Несмотря на отсутствие ухода за хижиной, мне не потребовалось много времени, чтобы убрать всю ее, потому что она была совсем маленькой.

Я открыла дверь, чтобы впустить свежий воздух, и сделала то же самое с окнами, когда они были вымыты. Улыбка на моем лице была заслуженной. Беззаботной. Я работала не покладая рук с того самого дня, когда в шестнадцать лет сбежала из дома, сначала просто для того, чтобы выжить, а потом для того, чтобы чего-то добиться. Достижения приносили мне удовлетворение.

Или, по крайней мере, так оно и было. Прошедший год в Бостоне был лишен самореализации.

Что мне было нужно, так это тяжелый день уборки, чтобы я могла увидеть, как моя работа разворачивается у меня на глазах.

Три месяца здесь? Легкотня.

Я была в прачечной сверкающей хижины, когда услышала приближение грузовика. Мое настроение резко испортилось, когда я увидела его водителя.

— Что он здесь делает? — пробормотала я с крыльца домика.

Истон припарковался рядом с «Кадиллаком» и выскочил из машины, не удостоив меня взглядом, когда подошел к задней части и вытащил огромный холодильник.

— Куда тебе это поставить?

— Э-э, что это?

— Еда. Мама не хотела, чтобы ты бегала в магазин, поэтому весь вчерашний день провела на кухне.

Лидди приготовила еду.

Для меня.

Моя собственная мать не готовила для меня. Но его мама готовила. Мое сердце сжалось, когда он поднялся по ступенькам крыльца, неся холодильник.

Истон оглядел меня с головы до ног и, как всегда, нахмурился.

Я посмотрела на свои джинсы и серую майку, которые были надеты под свитером.

— Что?

— Ничего. — Он протиснулся мимо меня и протопал внутрь.

— Ботинки сними. Я только что убралась. — Я прикусила щеки, чтобы удержаться от смеха, когда он повернулся и уставился на меня. — Шучу.
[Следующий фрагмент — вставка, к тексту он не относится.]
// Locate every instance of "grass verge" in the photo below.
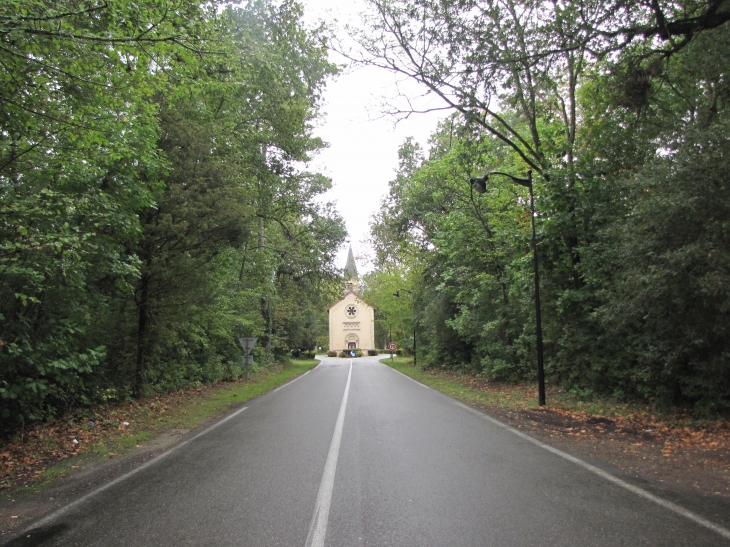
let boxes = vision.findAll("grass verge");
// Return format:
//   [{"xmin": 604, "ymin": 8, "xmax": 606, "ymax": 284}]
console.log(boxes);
[
  {"xmin": 0, "ymin": 359, "xmax": 319, "ymax": 491},
  {"xmin": 381, "ymin": 357, "xmax": 730, "ymax": 451}
]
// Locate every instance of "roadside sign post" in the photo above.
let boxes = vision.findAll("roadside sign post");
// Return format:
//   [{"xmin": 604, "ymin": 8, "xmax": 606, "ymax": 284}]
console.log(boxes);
[
  {"xmin": 238, "ymin": 336, "xmax": 258, "ymax": 382},
  {"xmin": 388, "ymin": 342, "xmax": 398, "ymax": 361}
]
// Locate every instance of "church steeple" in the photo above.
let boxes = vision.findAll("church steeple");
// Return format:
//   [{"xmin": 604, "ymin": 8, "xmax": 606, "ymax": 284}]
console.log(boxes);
[{"xmin": 345, "ymin": 244, "xmax": 358, "ymax": 294}]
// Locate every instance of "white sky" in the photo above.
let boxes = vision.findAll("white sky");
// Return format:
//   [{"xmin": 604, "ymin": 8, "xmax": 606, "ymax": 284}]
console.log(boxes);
[{"xmin": 302, "ymin": 0, "xmax": 446, "ymax": 275}]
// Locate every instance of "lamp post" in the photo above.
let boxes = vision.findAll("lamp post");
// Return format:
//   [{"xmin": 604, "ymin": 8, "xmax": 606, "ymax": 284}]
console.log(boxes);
[
  {"xmin": 393, "ymin": 289, "xmax": 418, "ymax": 367},
  {"xmin": 469, "ymin": 169, "xmax": 545, "ymax": 406},
  {"xmin": 375, "ymin": 311, "xmax": 393, "ymax": 359}
]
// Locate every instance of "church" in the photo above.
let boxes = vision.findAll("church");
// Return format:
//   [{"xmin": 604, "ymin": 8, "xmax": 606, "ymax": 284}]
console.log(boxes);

Истон не счел меня смешной.

Я последовала за ним на кухню, оставив входную дверь открытой, пока он ставил холодильник рядом с холодильником. Он наклонился и открыл крышку, чтобы начать выгружать содержимое, но я отмахнулась от него.

— Я позабочусь об этом.

— Хорошо. — Он встал и вышел на улицу.

— До свидания, — крикнула я ему вслед, затем переключила свое внимание на холодильник. — Я тоже рада была тебя видеть. И спасибо. Я действительно отлично поработала над уборкой. Как любезно с твоей стороны, что ты это заметил.
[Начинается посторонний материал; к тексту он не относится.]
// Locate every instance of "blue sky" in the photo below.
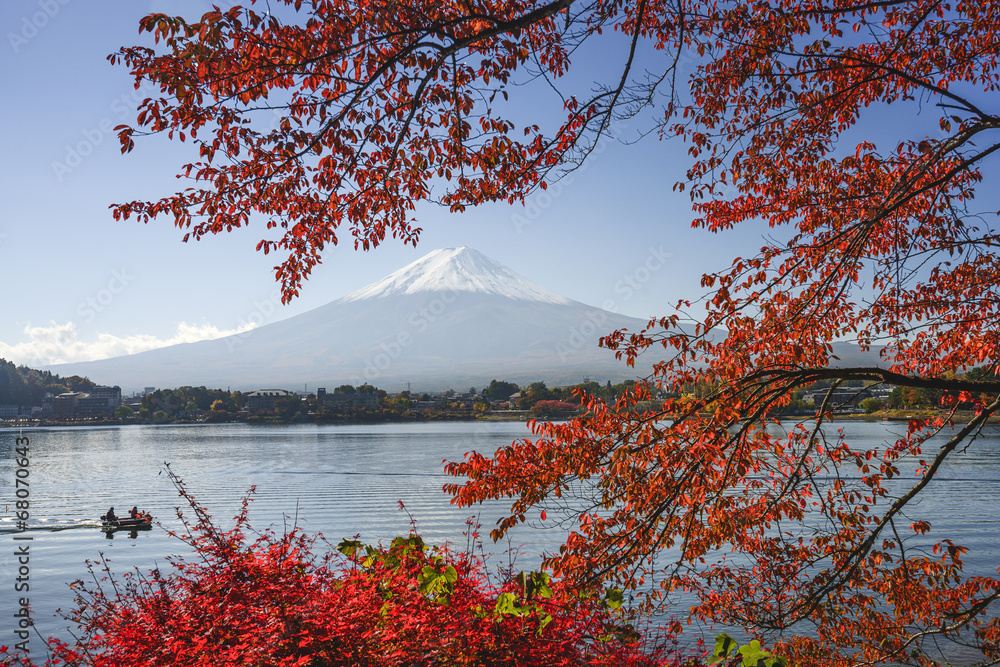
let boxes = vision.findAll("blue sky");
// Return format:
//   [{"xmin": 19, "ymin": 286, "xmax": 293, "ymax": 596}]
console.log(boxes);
[{"xmin": 0, "ymin": 0, "xmax": 767, "ymax": 366}]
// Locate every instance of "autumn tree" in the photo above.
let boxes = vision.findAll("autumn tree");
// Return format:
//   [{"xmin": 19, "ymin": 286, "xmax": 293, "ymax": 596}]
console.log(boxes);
[{"xmin": 111, "ymin": 0, "xmax": 1000, "ymax": 665}]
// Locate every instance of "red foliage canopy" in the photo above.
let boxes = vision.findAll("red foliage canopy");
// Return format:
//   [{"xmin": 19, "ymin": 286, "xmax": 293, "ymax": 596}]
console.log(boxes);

— Разговариваешь сама с собой?

Я вздрогнула, услышав голос Истона.

— Я думала, ты ушел.

Он поднял сумку в воздух.

— Вино. От бабушки.

— Кэрол понимает меня. — Я встала, взяла у него сумку и поставила ее на прилавок. Затем подождала, предполагая, что на этот раз он действительно уедет, если только в его грузовике не окажется еще подарков.
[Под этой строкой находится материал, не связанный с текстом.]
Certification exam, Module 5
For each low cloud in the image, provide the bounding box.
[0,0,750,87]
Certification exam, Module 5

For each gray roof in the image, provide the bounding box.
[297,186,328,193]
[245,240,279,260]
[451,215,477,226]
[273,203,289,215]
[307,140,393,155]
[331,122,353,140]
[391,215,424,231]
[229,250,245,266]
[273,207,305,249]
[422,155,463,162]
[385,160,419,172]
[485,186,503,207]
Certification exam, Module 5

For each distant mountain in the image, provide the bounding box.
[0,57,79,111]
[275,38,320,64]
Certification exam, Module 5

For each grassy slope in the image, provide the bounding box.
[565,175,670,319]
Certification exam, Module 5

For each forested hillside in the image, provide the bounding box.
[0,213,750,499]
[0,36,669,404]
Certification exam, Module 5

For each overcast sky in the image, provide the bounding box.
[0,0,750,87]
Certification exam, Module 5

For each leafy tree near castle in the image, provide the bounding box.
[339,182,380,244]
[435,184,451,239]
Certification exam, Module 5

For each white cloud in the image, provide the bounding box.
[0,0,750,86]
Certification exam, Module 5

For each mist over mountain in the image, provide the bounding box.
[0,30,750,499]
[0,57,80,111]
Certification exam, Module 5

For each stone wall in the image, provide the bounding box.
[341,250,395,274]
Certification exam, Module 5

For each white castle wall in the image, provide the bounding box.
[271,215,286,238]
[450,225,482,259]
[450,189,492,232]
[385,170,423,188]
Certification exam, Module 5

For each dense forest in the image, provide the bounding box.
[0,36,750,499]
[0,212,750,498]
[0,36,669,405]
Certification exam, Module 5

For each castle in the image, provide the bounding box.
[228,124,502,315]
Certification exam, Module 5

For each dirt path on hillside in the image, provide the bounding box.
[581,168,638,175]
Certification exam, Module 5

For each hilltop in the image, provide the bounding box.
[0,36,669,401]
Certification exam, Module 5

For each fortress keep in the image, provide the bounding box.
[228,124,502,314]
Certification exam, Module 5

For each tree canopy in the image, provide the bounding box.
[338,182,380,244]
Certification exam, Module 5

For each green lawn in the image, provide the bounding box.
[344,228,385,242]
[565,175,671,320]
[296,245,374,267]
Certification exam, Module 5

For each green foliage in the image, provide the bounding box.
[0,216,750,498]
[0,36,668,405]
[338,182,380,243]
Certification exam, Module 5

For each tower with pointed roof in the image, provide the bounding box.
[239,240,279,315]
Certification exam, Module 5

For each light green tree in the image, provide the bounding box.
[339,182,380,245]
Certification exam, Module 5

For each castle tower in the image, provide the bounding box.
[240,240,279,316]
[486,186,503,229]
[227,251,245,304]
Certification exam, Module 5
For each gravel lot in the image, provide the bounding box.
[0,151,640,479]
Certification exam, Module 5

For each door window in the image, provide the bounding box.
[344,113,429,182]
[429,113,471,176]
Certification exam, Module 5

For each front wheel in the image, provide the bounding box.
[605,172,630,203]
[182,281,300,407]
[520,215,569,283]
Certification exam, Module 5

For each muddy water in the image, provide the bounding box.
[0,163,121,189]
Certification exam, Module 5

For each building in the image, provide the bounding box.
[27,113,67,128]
Но он не уходил. Истон вошел в гостиную и, оглядевшись, провел рукой по своим густым мягким волосам. Он сменил свою обычную клетчатую рубашку с длинными рукавами на облегающий теплый костюм. Текстурированный хлопок обтягивал его бицепсы, демонстрируя силу рук. Он подчеркивал его торс и плоский живот.

Если бы он только улыбнулся, хотя бы немного, он стал бы невероятно красив. Грубоватость и стоицизм были присущи Истону. Этот мужчина был вызовом и загадкой. Его серьезное самообладание ничем не выдавало его, и это заводило такую женщину, как я, которая наслаждалась тяжелой борьбой.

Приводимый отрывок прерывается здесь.